To address these problems, we provide documentation allowing replication of our research protocol, which leverages the Guardoni software, a free and open source tool now enriched with new data-collection and browser orchestration features that allow for cross-application comparison.
Impact 4: An EU - US ecosystem of top researchers, hi-tech start-ups / SMEs and Internet-related communities collaborating on the evolution of the Internet
The unprecedented knowledge share among the EU and USA organisations working independently on TikTok's algorithm audit is crucial to developing a new ecosystem of top researchers and non-profit organisations. Among the few actors involved in this type of analysis, there is rarely enough time and resources to establish a common standard or a cross -organisation development plan. On the other hand, platforms like TikTok have a global audience and a massive amount of resources to adjust their algorithm to follow their interest.

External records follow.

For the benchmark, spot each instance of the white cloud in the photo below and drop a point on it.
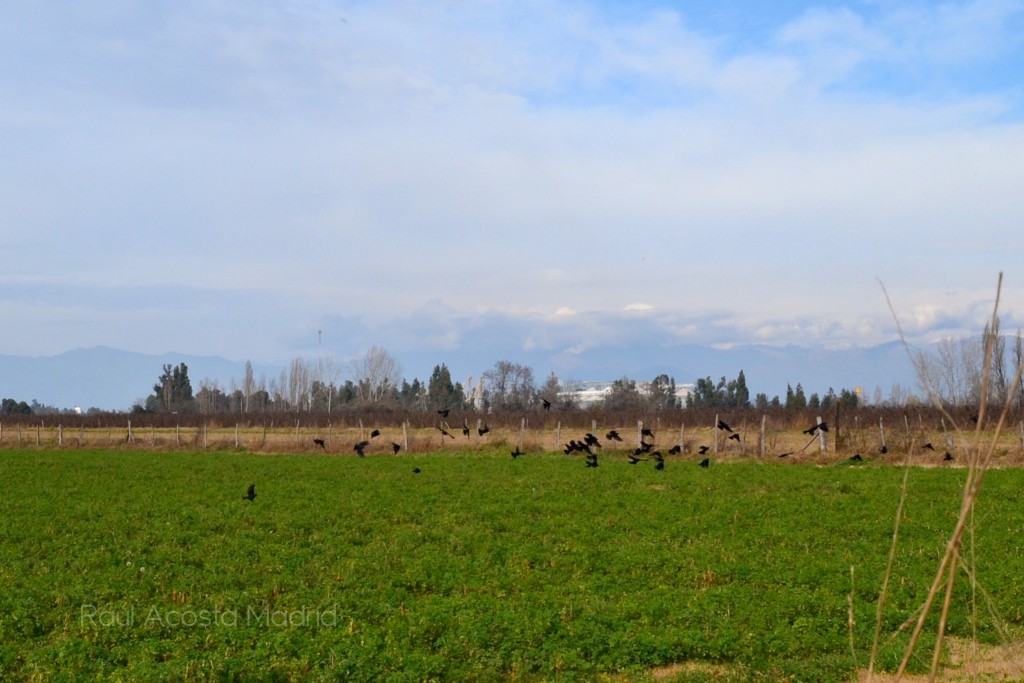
(354, 162)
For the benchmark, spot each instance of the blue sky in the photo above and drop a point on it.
(230, 177)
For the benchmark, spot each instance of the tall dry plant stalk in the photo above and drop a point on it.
(979, 461)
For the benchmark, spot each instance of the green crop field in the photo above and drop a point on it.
(137, 565)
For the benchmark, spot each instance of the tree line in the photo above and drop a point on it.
(376, 383)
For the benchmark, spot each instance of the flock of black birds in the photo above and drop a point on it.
(590, 444)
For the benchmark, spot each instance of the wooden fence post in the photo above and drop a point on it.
(715, 433)
(764, 443)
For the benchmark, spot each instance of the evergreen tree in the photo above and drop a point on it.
(172, 392)
(663, 392)
(441, 392)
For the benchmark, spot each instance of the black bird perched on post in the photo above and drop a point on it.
(823, 426)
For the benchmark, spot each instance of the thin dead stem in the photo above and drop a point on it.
(979, 461)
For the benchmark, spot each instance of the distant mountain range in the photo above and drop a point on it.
(112, 379)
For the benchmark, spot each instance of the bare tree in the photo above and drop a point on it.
(248, 386)
(375, 373)
(299, 381)
(509, 385)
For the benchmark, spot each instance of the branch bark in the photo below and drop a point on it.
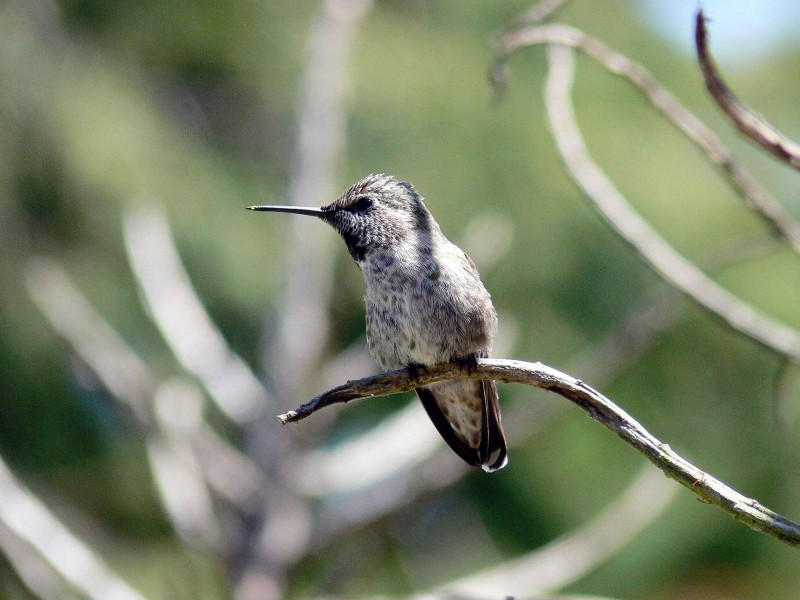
(632, 228)
(601, 409)
(752, 125)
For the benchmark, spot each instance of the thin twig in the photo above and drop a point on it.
(618, 212)
(752, 125)
(764, 206)
(302, 328)
(183, 321)
(600, 408)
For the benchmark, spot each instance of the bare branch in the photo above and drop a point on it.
(179, 314)
(122, 372)
(302, 329)
(752, 125)
(25, 515)
(579, 552)
(613, 206)
(741, 181)
(744, 509)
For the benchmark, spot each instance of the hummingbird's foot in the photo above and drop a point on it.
(415, 369)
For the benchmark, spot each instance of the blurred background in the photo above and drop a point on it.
(150, 327)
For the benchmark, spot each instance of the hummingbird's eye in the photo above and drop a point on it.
(362, 204)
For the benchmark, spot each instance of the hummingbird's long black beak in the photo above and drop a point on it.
(297, 210)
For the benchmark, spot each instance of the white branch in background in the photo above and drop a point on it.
(302, 330)
(25, 515)
(184, 323)
(573, 556)
(613, 206)
(397, 443)
(129, 381)
(178, 476)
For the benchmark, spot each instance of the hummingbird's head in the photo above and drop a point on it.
(380, 211)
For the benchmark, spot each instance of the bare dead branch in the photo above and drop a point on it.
(302, 328)
(752, 125)
(741, 181)
(601, 409)
(25, 515)
(632, 228)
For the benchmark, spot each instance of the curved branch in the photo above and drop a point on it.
(753, 126)
(601, 409)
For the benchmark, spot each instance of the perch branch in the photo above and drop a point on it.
(632, 228)
(572, 556)
(763, 205)
(744, 509)
(751, 125)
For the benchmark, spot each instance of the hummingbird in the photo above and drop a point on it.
(425, 305)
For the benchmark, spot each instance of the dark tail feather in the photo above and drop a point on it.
(491, 452)
(493, 439)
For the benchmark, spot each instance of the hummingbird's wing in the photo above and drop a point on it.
(467, 416)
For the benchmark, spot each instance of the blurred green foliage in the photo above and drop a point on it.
(192, 104)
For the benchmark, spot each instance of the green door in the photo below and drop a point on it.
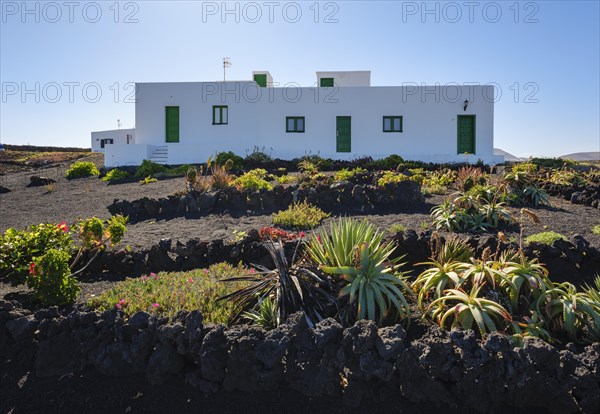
(466, 134)
(342, 131)
(172, 123)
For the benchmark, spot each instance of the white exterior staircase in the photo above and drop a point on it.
(160, 155)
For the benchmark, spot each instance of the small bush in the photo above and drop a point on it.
(236, 162)
(253, 180)
(115, 175)
(397, 228)
(300, 216)
(149, 168)
(50, 278)
(169, 293)
(82, 169)
(390, 177)
(545, 237)
(345, 174)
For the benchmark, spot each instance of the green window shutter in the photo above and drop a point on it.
(392, 124)
(172, 123)
(326, 82)
(261, 79)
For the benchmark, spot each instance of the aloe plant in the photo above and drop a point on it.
(465, 309)
(437, 278)
(373, 287)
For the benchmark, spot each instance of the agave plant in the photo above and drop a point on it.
(294, 288)
(524, 273)
(338, 246)
(437, 278)
(373, 288)
(573, 311)
(465, 309)
(265, 315)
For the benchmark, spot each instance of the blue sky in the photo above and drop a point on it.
(79, 59)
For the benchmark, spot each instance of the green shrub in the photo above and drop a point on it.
(390, 177)
(237, 162)
(345, 174)
(18, 248)
(545, 237)
(50, 278)
(253, 180)
(148, 180)
(115, 175)
(168, 293)
(300, 216)
(82, 169)
(149, 168)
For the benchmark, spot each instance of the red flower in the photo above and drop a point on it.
(63, 226)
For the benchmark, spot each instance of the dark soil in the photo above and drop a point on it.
(22, 392)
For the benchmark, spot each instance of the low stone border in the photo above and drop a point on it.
(449, 369)
(353, 197)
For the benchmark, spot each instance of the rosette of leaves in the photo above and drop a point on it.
(463, 310)
(294, 288)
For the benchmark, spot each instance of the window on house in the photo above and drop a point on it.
(326, 82)
(392, 124)
(294, 124)
(220, 115)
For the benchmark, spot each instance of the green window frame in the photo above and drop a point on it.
(294, 124)
(220, 115)
(392, 123)
(326, 83)
(261, 79)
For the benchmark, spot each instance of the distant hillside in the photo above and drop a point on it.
(582, 156)
(507, 156)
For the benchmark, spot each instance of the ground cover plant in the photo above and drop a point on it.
(43, 256)
(82, 169)
(300, 216)
(167, 293)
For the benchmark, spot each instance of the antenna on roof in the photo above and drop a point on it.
(226, 64)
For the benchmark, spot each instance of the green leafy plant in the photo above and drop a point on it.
(545, 237)
(467, 309)
(235, 161)
(294, 288)
(253, 180)
(374, 287)
(51, 279)
(167, 293)
(148, 168)
(115, 175)
(148, 180)
(390, 177)
(82, 169)
(300, 215)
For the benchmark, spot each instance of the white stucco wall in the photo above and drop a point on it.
(119, 136)
(347, 78)
(429, 120)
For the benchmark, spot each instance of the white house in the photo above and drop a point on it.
(101, 139)
(344, 117)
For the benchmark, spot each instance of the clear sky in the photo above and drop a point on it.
(67, 67)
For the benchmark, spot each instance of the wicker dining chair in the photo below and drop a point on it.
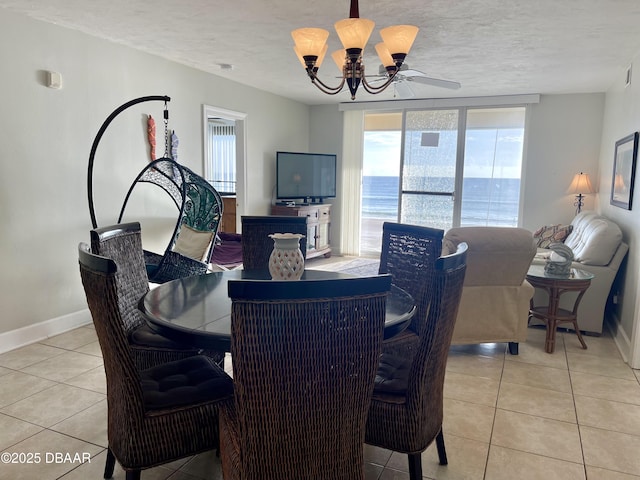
(156, 415)
(409, 255)
(406, 410)
(122, 243)
(256, 243)
(304, 360)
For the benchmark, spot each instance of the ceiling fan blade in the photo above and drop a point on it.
(436, 82)
(404, 90)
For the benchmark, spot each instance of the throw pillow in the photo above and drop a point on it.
(192, 243)
(549, 234)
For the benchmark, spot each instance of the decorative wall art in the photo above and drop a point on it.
(624, 171)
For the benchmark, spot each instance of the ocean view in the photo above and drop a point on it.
(485, 201)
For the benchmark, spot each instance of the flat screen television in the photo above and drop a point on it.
(306, 177)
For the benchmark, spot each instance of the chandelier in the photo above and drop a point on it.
(311, 47)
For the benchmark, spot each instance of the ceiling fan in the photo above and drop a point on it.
(406, 76)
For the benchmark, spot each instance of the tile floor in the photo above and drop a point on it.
(573, 414)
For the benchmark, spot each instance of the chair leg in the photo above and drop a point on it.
(110, 464)
(442, 453)
(133, 475)
(415, 466)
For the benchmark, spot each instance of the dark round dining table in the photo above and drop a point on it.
(196, 310)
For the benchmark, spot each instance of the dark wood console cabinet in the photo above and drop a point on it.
(318, 225)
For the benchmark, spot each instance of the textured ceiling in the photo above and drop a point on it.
(491, 47)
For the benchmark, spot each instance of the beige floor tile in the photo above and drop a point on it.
(53, 405)
(595, 473)
(94, 380)
(470, 388)
(608, 415)
(537, 401)
(476, 365)
(25, 356)
(53, 449)
(92, 348)
(466, 458)
(607, 366)
(506, 464)
(89, 425)
(13, 431)
(95, 470)
(205, 465)
(18, 385)
(536, 335)
(542, 436)
(376, 455)
(468, 420)
(537, 376)
(391, 474)
(610, 388)
(611, 450)
(73, 339)
(63, 367)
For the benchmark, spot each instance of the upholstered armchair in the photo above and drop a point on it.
(495, 299)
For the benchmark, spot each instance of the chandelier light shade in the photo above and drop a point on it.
(354, 32)
(580, 186)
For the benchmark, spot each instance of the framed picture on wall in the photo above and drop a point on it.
(624, 171)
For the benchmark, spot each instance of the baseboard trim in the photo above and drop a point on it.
(39, 331)
(623, 342)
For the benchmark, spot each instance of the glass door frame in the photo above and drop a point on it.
(459, 167)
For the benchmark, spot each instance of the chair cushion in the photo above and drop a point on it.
(392, 375)
(549, 234)
(184, 382)
(192, 243)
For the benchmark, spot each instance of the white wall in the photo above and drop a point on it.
(621, 118)
(46, 136)
(563, 139)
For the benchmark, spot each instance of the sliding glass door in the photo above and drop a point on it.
(441, 168)
(428, 168)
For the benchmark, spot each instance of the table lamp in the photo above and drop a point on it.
(580, 185)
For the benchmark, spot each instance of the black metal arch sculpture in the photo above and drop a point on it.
(199, 206)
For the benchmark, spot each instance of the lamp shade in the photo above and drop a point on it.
(310, 41)
(399, 38)
(581, 184)
(354, 32)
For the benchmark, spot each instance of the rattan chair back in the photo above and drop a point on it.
(138, 438)
(256, 243)
(122, 243)
(304, 360)
(410, 420)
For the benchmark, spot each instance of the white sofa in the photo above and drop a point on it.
(598, 248)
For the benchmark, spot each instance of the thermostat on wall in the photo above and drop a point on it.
(54, 80)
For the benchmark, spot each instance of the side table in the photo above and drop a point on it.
(555, 285)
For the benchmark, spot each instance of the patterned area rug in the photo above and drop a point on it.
(356, 266)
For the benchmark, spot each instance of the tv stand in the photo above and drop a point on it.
(318, 225)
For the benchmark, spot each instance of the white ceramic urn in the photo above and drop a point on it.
(286, 261)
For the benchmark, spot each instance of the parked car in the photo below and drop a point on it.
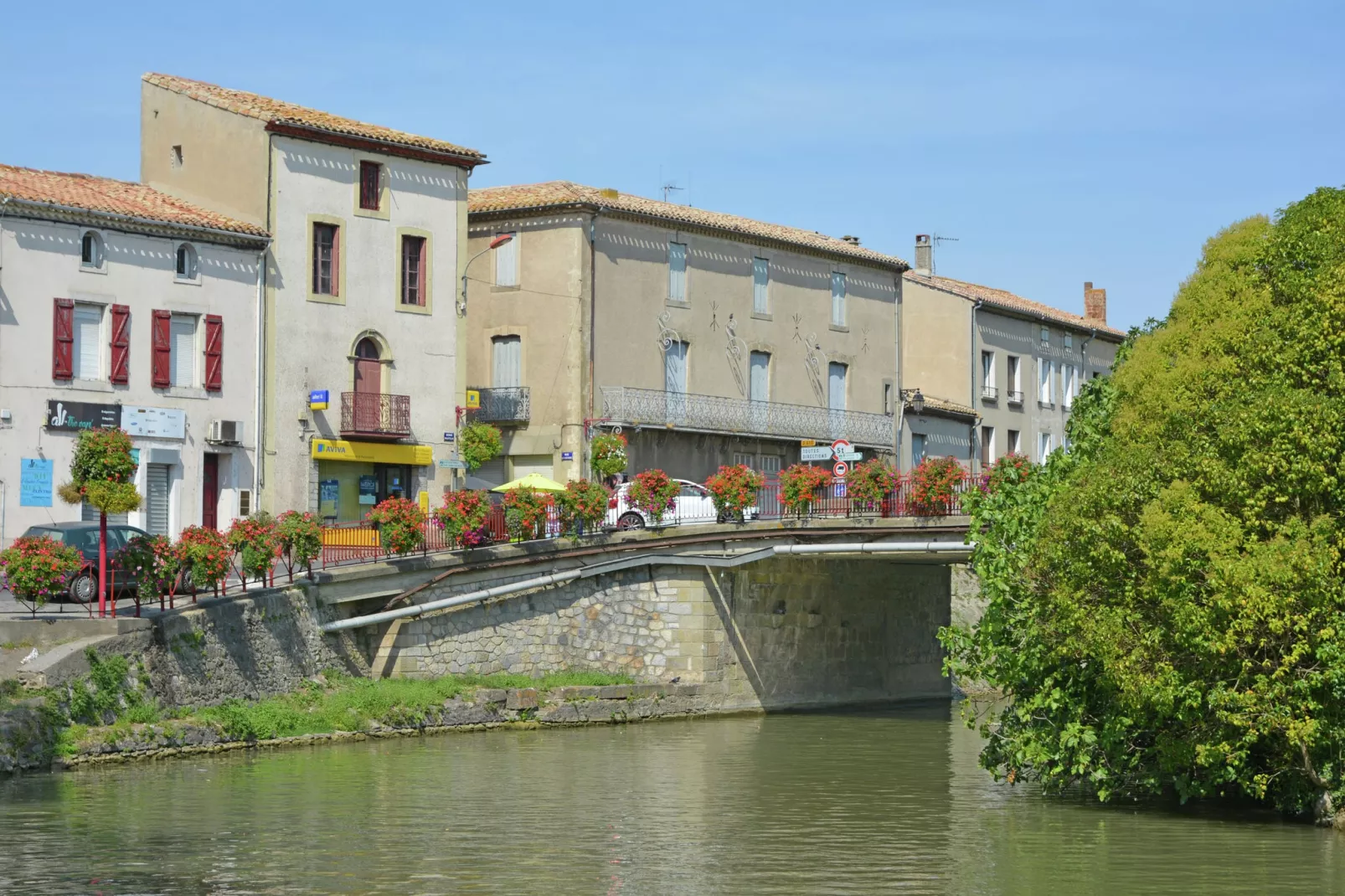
(693, 505)
(84, 537)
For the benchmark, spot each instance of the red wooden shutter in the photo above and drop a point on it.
(64, 339)
(162, 343)
(120, 343)
(214, 353)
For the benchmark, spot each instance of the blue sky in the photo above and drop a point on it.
(1058, 144)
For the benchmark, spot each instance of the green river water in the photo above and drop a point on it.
(872, 802)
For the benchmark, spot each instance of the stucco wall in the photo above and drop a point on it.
(40, 264)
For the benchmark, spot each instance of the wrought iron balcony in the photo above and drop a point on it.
(714, 414)
(375, 416)
(506, 405)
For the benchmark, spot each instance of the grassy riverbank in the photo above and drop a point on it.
(330, 704)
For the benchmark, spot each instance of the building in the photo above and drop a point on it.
(359, 287)
(1018, 362)
(706, 338)
(126, 307)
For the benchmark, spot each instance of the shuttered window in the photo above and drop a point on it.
(160, 343)
(88, 342)
(157, 499)
(760, 284)
(183, 350)
(506, 261)
(214, 353)
(62, 338)
(120, 345)
(677, 270)
(508, 362)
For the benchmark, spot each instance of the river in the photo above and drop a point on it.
(795, 803)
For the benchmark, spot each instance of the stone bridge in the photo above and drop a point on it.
(756, 616)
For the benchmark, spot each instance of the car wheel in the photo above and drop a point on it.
(84, 588)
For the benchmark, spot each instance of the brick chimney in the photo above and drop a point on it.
(1095, 303)
(925, 255)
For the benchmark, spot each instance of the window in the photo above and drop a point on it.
(837, 299)
(759, 378)
(370, 184)
(186, 261)
(90, 250)
(326, 260)
(182, 362)
(760, 286)
(508, 362)
(413, 270)
(88, 345)
(506, 261)
(677, 270)
(836, 385)
(1045, 385)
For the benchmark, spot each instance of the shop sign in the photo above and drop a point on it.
(155, 423)
(78, 415)
(368, 490)
(35, 481)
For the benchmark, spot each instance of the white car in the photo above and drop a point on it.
(693, 505)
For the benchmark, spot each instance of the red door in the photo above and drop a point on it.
(210, 492)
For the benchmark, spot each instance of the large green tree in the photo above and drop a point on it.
(1167, 605)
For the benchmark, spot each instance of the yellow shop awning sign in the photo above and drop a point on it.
(372, 452)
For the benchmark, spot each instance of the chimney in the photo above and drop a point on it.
(1095, 303)
(925, 255)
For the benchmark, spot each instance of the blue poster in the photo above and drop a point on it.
(35, 481)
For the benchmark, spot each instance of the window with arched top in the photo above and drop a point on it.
(90, 250)
(186, 261)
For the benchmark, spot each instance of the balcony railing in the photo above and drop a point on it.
(374, 415)
(714, 414)
(506, 405)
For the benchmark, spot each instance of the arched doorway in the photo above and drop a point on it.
(368, 369)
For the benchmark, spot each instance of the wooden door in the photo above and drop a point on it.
(210, 492)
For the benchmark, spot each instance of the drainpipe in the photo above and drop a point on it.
(971, 441)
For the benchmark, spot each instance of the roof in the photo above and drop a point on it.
(1009, 301)
(563, 193)
(108, 197)
(279, 113)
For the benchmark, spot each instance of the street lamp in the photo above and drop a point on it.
(495, 244)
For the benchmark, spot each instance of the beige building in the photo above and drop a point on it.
(706, 338)
(359, 330)
(122, 307)
(1018, 362)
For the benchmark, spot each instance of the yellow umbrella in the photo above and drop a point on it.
(532, 481)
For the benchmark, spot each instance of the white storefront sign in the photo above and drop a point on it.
(157, 423)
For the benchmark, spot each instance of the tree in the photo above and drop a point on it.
(101, 474)
(1167, 610)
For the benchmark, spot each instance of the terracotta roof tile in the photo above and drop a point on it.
(563, 193)
(1009, 301)
(112, 197)
(279, 112)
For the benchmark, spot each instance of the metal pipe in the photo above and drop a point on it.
(646, 560)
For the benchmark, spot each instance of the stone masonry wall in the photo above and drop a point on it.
(785, 632)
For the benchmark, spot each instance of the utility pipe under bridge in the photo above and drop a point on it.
(763, 615)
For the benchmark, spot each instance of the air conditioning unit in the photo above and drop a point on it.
(225, 432)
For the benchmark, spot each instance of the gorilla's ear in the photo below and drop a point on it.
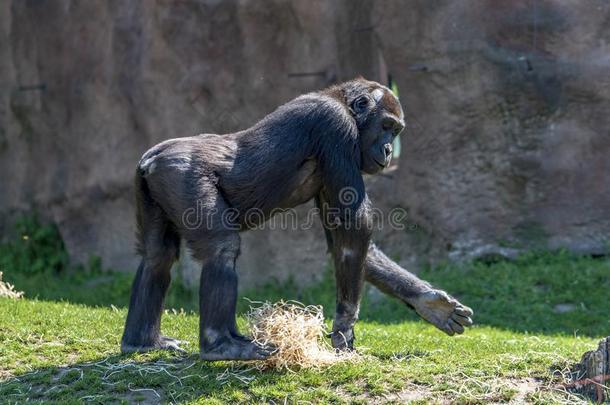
(377, 95)
(360, 105)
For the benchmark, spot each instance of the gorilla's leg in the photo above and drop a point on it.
(349, 252)
(433, 305)
(219, 338)
(159, 248)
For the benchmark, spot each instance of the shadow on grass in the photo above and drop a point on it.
(543, 293)
(154, 378)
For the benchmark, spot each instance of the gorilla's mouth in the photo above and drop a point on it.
(380, 164)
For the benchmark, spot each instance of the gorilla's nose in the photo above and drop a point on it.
(388, 149)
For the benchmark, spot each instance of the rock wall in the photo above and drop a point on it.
(507, 106)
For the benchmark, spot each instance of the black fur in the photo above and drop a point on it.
(314, 146)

Moreover, since platforms implement only some of the policies equally across the world, cross-national analysis allows research groups to exploit regional regulations and vulnerabilities in a worldwide effort to push for algorithmic accountability.
We are making special efforts to disseminate out results to the other actors in the ecosystem, through participation in workshops and conferences. In particular, we participated in the DigiMeth festival hosted by the Centre of Interdisciplinary Methodologies as the Warwick University in the UK and the Digital Methods Winter School 2023 at Amsterdam University, which are two of the most relevant European hubs for Media Studies academic researchers. Additionally, we will participate in the next Mozilla Festival 2023, a pivotal moment in the yearly discussion around research, open software and digital rights.
Results :
The expected results of the experiment is to understand whether the algorithms on web and mobile TikTok work differently than each other. With our approach, we expect to collect robust evidence to examine if they significantly differ from each other. If they do differ from each other, future research require two sets of tools to retrieve and collect data from the web-based and mobile TikTok. In the case of insignificant differences, based on our current technologies and techniques, web tech will be the better choice for further research, as it is more stable, independent and resilient.
Future Plan :
Future research should expand on the focus of these findings by adopting various devices and real use-cases. This means incrementing the number of use-cases tested, for example, by including iOS versions of the App; different countries or devices; and deploying experimental research designs involving real users with differing browsing patterns. Such an approach would further narrow the scope of these findings, paving the way for implementing a state-of-the-art data collection architecture based on a combination of natural or emulated mobile devices.